After last night’s session with Ethan’s new therapist (D), I feel even more sure that Ethan’s problems in school are very heavily grief-based.
She started by asking really basic questions to get him more comfortable. (Where do you go to school? What grade are you in? What’s your favorite school subject? What do you like to do for fun?)
Then she moved to word association. Mom, she said.
“Pretty good,” Ethan said. “Nice, but I get mad when she won’t let me play my 3DS.”
D looked at me. I could see her smile through her eyes. Grandma, she said next.
“Good,” said Ethan.
Ethan’s body tensed. He covered his face with his hands. He started to get very fidgety. His fists balled up. He arched his back.
“It’s okay,” D said. “How do you feel about your dad?”
“I don’t have a dad,” Ethan said.
“Yes you do,” D said. “He’s just not here with you. How do you feel about your dad?”
Ethan started punching the ball he was holding. “Mad,” he said. “I told him to stop drinking beer. I threw some of his beer away once. I got in really bad trouble.”

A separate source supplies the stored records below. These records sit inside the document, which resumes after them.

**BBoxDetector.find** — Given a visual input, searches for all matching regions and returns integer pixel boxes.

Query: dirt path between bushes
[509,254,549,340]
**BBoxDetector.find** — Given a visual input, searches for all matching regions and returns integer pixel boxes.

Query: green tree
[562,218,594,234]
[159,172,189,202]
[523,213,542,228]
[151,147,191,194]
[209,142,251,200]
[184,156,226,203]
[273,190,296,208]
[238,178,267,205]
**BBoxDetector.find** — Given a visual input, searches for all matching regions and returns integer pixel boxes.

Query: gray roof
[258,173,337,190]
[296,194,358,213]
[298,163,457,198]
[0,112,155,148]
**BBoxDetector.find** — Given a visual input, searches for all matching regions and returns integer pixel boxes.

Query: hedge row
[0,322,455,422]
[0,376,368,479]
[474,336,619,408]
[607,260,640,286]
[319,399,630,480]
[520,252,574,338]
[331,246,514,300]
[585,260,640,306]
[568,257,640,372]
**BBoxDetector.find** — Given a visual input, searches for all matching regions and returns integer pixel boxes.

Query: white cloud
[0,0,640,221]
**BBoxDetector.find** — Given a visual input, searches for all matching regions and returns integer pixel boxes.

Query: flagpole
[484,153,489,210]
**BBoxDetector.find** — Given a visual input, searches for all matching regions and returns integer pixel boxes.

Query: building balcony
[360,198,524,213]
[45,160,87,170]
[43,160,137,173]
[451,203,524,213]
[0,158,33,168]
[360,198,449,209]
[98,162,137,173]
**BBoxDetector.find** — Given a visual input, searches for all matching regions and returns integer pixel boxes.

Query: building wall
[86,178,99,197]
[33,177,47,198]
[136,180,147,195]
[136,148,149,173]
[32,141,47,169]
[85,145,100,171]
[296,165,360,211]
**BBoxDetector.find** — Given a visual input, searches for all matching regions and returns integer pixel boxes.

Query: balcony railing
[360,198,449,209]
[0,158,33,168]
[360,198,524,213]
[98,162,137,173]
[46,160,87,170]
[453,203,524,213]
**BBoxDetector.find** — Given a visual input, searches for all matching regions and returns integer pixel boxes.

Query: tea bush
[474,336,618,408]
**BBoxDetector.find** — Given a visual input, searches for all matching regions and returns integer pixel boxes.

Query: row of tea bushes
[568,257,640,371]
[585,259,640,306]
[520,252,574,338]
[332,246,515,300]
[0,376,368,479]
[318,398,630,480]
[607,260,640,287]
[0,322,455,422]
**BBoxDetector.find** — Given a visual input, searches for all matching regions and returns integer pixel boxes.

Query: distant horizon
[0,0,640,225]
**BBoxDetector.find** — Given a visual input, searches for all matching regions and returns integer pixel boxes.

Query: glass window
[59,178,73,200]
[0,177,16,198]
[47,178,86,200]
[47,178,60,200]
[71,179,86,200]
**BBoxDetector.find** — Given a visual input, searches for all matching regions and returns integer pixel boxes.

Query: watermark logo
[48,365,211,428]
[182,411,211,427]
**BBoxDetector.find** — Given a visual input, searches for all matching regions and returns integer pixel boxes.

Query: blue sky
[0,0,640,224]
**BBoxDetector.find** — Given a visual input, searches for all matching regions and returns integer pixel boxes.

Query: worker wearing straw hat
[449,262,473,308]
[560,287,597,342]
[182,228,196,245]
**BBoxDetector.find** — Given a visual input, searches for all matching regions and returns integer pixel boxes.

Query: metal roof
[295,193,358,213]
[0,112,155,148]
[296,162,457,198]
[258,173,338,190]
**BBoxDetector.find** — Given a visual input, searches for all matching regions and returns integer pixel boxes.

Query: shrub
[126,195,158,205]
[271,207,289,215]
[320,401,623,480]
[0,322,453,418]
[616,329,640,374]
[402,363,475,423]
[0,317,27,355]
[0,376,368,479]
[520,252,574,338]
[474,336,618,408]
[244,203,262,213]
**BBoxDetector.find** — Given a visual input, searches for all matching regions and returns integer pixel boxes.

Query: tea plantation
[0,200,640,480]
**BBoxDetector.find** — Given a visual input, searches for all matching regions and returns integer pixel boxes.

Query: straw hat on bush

“What happened?” D asked softly.
Ethan continued hitting the ball. He turned his back to us and punched at the ball.
“Daddy yelled – LOUD. Then I got send to my room. He should have stopped drinking.”
“It’s okay to punch that ball,” D said. Ethan continued his physical outburst for another minute or so.
D looked at me and whispered,” Did you see those physical changes? There’s a lot going on there.”
The rest of the session went well. It was hard for Ethan to focus after talking about his dad. The three of us played a game involving placing stones on Ethan’s body to encourage him to lay still. Then we played a board game called Stop, Relax & Think, which got him opening up a bit about his feelings and start thinking through possible ways to relax and deal with stressful situations or things that make him angry.
At one point in the Stop, Relax & Think game, I had to sing a song until D told me to stop. Ethan apparently was not amused with my singing and told me to stop a few times. I kept going until D told me to quit, per the rules. D turned to Ethan and explained that it was never the job of the child to tell his parent to “stop.” Instead it is the job of the parent to correct the child. I liked D even more after that.
We go back to D in a week. She’s going to do good things with Ethan.